The exact composition of dark matter is one of the biggest mysteries in modern physics. We know it exists because of its gravitational influence on visible matter, but we haven't directly detected it. Here's what we know and don't know:

What we know:

* It's not normal matter: We know dark matter isn't made of protons, neutrons, or electrons, the building blocks of atoms that make up everything we see. These particles interact with light, and dark matter doesn't.

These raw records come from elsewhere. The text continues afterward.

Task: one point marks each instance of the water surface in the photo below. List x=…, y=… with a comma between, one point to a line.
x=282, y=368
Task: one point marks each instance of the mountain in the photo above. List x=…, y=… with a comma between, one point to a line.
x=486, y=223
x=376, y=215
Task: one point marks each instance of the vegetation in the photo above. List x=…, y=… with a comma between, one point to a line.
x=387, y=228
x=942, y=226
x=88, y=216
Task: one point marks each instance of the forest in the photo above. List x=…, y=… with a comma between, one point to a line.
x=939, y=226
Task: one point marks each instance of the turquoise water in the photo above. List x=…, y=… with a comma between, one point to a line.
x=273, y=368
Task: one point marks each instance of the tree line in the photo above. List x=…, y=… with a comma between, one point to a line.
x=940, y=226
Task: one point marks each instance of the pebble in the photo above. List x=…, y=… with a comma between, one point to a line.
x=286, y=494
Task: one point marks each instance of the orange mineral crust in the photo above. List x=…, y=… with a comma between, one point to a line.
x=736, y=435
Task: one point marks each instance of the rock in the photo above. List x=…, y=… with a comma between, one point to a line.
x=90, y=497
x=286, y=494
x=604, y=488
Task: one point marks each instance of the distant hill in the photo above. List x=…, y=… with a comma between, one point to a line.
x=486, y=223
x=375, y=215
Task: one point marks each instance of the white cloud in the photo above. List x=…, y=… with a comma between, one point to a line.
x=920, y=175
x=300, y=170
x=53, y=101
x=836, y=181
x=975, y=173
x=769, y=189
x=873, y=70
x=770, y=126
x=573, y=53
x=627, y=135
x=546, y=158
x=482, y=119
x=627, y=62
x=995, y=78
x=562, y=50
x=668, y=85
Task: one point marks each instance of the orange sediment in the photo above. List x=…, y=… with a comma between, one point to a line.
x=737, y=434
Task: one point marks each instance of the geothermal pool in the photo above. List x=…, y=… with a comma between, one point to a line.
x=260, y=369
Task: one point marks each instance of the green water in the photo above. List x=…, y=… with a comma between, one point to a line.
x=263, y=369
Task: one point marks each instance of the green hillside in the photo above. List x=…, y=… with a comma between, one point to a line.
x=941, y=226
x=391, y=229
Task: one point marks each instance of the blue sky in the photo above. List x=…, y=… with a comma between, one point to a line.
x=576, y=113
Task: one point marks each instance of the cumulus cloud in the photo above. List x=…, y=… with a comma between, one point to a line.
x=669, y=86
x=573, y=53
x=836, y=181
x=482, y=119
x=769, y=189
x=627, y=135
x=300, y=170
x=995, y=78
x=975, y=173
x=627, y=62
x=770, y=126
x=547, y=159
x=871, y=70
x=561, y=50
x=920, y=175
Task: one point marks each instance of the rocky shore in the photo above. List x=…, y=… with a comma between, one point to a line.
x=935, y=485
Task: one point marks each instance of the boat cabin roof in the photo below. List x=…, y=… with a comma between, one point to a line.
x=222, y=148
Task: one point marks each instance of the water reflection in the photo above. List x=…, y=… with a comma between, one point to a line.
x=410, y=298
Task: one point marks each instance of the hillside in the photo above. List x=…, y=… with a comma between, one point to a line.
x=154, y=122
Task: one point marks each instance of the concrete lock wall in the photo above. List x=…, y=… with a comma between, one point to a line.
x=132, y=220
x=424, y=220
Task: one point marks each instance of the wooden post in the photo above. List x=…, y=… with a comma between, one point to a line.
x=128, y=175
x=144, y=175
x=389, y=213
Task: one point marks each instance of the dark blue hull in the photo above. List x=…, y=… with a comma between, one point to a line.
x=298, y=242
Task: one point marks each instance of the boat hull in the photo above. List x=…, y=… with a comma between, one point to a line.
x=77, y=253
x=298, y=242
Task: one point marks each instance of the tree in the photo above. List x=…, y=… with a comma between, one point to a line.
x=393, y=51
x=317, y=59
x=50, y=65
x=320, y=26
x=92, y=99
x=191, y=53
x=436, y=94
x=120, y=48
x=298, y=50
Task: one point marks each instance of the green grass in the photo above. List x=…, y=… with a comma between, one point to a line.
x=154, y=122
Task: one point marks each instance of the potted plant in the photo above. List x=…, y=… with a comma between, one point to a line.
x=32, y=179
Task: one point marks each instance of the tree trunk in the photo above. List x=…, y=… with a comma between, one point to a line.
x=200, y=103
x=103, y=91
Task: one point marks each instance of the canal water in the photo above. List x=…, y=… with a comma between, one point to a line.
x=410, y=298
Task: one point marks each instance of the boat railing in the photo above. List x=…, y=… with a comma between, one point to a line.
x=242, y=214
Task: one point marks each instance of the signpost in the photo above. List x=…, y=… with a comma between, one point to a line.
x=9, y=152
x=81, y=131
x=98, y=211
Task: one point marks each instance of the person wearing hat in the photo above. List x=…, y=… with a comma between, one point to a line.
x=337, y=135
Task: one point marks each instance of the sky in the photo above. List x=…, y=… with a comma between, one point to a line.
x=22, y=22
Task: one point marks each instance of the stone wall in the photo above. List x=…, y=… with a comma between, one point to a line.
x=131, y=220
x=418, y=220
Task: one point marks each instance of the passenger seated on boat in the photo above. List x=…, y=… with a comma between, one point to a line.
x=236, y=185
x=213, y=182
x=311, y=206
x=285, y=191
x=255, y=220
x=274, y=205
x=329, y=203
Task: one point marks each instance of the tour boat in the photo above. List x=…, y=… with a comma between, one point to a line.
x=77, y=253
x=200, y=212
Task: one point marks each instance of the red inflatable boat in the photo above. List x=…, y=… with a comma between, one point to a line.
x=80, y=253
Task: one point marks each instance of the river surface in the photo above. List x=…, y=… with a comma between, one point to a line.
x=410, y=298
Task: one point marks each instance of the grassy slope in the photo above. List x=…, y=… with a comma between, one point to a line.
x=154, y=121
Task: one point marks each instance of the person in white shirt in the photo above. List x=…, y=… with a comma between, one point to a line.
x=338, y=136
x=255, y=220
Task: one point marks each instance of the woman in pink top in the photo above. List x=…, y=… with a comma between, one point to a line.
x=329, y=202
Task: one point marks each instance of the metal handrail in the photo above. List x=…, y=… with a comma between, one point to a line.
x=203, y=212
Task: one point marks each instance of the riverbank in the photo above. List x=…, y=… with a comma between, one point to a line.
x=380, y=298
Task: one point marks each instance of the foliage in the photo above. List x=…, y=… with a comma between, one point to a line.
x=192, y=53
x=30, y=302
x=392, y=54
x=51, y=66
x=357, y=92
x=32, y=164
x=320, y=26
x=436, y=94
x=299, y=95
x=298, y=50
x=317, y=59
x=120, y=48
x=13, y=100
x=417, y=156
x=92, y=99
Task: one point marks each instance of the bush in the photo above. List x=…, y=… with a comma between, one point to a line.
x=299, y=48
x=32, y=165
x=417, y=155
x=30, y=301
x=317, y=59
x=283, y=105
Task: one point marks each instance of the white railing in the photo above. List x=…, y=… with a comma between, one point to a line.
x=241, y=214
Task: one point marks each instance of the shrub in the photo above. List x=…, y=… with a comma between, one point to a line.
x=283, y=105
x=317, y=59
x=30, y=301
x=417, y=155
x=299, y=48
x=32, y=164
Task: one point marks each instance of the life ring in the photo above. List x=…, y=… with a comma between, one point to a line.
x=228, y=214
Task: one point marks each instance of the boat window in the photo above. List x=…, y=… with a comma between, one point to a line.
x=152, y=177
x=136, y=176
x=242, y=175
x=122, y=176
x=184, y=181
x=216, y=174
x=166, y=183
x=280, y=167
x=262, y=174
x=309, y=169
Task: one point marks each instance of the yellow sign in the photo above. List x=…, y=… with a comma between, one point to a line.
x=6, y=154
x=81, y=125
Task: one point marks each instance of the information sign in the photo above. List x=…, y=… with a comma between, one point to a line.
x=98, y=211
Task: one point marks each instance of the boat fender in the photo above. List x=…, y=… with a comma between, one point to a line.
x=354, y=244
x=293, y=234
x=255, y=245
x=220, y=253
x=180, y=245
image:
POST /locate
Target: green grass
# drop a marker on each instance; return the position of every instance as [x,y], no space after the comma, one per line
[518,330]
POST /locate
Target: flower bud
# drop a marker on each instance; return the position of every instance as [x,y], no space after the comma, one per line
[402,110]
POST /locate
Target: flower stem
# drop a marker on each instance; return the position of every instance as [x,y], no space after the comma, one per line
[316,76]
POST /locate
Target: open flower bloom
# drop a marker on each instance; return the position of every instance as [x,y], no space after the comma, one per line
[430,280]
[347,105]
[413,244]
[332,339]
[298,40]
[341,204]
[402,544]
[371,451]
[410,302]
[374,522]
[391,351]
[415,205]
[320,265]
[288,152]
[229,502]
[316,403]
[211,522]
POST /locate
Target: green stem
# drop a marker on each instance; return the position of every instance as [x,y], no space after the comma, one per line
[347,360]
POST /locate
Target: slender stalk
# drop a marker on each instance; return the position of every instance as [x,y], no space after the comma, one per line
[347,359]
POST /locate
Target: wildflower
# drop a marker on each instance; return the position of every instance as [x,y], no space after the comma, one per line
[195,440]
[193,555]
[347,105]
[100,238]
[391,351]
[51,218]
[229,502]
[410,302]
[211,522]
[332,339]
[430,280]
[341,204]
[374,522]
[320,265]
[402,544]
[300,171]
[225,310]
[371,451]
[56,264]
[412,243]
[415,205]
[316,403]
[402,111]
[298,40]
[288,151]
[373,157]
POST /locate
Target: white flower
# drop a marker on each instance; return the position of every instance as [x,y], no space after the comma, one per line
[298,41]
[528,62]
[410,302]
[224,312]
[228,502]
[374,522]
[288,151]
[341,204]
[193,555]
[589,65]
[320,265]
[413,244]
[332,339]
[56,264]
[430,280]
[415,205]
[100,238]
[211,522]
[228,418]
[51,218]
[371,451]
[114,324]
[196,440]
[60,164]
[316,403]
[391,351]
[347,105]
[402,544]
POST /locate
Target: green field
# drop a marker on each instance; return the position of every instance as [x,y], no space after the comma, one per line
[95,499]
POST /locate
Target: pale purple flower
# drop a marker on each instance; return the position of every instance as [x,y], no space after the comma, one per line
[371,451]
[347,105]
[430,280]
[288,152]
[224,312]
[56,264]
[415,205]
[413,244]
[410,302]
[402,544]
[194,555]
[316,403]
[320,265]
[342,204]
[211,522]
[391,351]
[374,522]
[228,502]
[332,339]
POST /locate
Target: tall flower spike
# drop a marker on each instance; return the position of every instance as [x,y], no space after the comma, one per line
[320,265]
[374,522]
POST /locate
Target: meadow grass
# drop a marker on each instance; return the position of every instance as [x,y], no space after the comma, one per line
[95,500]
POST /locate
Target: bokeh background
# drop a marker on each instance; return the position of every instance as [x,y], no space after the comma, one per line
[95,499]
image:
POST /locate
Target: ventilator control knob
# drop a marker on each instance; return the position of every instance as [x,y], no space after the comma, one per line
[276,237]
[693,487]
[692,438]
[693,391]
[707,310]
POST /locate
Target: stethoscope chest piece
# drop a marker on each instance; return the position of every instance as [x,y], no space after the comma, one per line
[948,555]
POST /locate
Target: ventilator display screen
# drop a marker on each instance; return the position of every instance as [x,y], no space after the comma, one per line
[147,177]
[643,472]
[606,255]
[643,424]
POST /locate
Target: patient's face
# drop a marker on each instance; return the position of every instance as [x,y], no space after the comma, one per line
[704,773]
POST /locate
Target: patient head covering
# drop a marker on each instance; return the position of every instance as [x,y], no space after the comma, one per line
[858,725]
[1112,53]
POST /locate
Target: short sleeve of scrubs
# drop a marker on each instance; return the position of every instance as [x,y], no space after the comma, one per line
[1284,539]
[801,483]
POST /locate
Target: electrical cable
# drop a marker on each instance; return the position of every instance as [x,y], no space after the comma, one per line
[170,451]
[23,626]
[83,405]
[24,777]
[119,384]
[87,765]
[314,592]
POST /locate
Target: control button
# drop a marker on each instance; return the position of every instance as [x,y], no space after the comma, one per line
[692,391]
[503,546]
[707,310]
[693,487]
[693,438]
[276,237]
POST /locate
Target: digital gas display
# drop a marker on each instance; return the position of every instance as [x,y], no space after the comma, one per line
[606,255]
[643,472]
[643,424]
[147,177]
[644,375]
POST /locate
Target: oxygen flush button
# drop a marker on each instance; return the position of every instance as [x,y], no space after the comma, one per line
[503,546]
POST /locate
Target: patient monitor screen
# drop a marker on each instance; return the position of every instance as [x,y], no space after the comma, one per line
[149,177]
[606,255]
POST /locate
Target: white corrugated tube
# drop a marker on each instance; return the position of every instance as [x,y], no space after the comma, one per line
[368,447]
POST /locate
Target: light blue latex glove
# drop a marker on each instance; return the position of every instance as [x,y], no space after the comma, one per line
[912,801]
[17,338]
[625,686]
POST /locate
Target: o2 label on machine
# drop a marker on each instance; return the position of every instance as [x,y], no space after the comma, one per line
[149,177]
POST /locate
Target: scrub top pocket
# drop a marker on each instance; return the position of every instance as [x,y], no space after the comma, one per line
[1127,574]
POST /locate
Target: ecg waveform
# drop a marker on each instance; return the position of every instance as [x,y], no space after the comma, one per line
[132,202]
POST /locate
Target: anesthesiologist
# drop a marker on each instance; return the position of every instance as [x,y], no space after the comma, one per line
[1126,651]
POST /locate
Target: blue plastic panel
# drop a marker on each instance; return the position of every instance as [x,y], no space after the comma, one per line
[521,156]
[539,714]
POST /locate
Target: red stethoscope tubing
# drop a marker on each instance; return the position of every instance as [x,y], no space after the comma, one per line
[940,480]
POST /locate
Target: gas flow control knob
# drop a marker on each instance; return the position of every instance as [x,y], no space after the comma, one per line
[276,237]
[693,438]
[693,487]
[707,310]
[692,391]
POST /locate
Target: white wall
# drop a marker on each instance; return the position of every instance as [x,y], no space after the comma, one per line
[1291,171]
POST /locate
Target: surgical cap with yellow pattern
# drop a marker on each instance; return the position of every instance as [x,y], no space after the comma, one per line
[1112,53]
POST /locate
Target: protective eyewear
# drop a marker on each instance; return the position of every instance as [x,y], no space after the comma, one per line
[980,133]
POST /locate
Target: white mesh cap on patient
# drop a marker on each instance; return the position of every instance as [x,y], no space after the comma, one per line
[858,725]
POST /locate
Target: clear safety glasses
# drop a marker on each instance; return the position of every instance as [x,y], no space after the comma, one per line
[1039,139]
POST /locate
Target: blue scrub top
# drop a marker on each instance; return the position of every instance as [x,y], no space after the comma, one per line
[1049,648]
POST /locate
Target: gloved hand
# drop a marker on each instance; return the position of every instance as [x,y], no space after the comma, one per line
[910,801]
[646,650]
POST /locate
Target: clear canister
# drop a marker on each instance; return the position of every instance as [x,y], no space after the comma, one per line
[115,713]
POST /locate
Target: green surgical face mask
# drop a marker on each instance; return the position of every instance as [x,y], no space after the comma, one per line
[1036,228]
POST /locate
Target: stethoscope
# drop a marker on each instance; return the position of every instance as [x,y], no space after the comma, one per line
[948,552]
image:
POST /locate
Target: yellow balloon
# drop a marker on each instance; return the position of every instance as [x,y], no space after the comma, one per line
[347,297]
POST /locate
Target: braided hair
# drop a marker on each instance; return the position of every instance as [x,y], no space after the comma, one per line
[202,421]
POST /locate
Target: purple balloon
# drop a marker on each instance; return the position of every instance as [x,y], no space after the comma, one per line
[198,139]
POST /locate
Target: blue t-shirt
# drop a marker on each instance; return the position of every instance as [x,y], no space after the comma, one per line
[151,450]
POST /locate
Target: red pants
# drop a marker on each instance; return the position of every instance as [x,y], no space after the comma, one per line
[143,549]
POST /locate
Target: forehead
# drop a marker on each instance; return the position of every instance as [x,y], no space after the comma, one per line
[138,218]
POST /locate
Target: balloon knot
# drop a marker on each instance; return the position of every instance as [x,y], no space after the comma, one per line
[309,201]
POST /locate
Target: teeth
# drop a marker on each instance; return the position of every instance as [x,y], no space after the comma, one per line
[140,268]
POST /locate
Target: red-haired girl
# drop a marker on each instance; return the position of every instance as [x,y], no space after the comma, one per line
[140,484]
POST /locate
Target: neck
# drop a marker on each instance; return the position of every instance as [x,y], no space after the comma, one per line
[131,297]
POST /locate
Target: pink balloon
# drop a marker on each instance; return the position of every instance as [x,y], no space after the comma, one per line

* It interacts gravitationally: We can detect the effects of dark matter through its gravitational pull on visible matter. This is how we know it's there.

* It's abundant: Dark matter makes up about 85% of the total matter in the universe. This means it's far more prevalent than the matter we can see.

What we don't know:

* Its exact composition: There are many theoretical candidates for what dark matter might be, but none have been definitively confirmed.

* How it interacts: We don't know how dark matter interacts with itself or with other particles.

Current leading candidates for dark matter:

* Weakly Interacting Massive Particles (WIMPs): These are hypothetical particles that interact very weakly with normal matter. They're a popular candidate because they fit well with existing theories of particle physics.

* Axions: These are hypothetical particles that are much lighter than WIMPs and interact even more weakly.

* Sterile neutrinos: These are hypothetical particles that are similar to neutrinos but do not interact with the weak force.

* Other possibilities: There are also more exotic possibilities, like primordial black holes or dark matter made of other particles that haven't been discovered yet.

Ongoing research:

Scientists are actively searching for dark matter using a variety of methods, including:

* Direct detection experiments: These experiments try to directly detect dark matter particles interacting with detectors on Earth.

* Indirect detection experiments: These experiments search for the products of dark matter annihilation, such as gamma rays or positrons.

* Particle colliders: Experiments like the Large Hadron Collider (LHC) try to create dark matter particles in high-energy collisions.

The search for dark matter is a challenging but important endeavor. Understanding the nature of dark matter is crucial to unlocking the secrets of the universe and understanding how it works.